The displacement 'x' (in meter) of a particle of mass 'm' (in kg) moving in one dimension under the action of a force is released to time 't' (in sec) by `t = sqrt(x) + 3`. The displacement of the particle when its velocity is zero will be.

To solve the problem, we need to find the displacement \( x \) of a particle when its velocity is zero.
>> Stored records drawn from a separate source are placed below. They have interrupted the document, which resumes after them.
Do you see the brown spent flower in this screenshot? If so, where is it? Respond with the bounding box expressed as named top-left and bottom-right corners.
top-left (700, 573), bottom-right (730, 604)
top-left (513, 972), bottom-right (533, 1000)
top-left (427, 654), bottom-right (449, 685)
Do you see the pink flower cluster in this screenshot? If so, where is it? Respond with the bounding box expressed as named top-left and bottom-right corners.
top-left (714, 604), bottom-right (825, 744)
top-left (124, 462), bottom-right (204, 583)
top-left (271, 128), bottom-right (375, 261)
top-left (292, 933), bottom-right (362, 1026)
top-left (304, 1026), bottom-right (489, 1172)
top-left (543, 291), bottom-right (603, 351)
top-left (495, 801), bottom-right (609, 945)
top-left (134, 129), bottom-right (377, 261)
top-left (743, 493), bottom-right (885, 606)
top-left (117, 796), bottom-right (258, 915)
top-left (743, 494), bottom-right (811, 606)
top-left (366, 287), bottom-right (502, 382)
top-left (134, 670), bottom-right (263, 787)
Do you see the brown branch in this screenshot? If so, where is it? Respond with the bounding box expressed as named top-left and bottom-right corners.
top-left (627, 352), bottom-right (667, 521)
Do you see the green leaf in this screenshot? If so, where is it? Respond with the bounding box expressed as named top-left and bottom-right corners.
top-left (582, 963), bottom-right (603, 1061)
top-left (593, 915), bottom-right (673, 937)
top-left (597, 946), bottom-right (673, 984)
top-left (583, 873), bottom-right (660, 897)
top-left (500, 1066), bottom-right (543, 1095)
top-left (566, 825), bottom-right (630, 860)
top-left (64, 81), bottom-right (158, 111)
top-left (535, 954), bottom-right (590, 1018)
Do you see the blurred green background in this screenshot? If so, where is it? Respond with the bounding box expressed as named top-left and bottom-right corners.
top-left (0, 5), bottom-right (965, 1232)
The relationship between time \( t \) and displacement \( x \) is given by the equation: \[ t = \sqrt{x} + 3 \] ### Step 1: Rearranging the equation First, we can rearrange the equation to express \( x \) in terms of \( t \): \[ t - 3 = \sqrt{x} \] Now, squaring both sides gives us: \[ (t - 3)^2 = x \] ### Step 2: Finding the velocity To find the velocity, we differentiate \( x \) with respect to \( t \): \[ \frac{dx}{dt} = 2(t - 3) \] ### Step 3: Setting the velocity to zero We need to find the time \( t \) when the velocity is zero: \[ 2(t - 3) = 0 \] Dividing both sides by 2: \[ t - 3 = 0 \] Thus, we find: \[ t = 3 \text{ seconds} \] ### Step 4: Finding displacement at \( t = 3 \) Now, we substitute \( t = 3 \) back into the equation for \( x \): \[ x = (3 - 3)^2 = 0^2 = 0 \] ### Conclusion Therefore, the displacement of the particle when its velocity is zero is: \[ \boxed{0 \text{ meters}} \]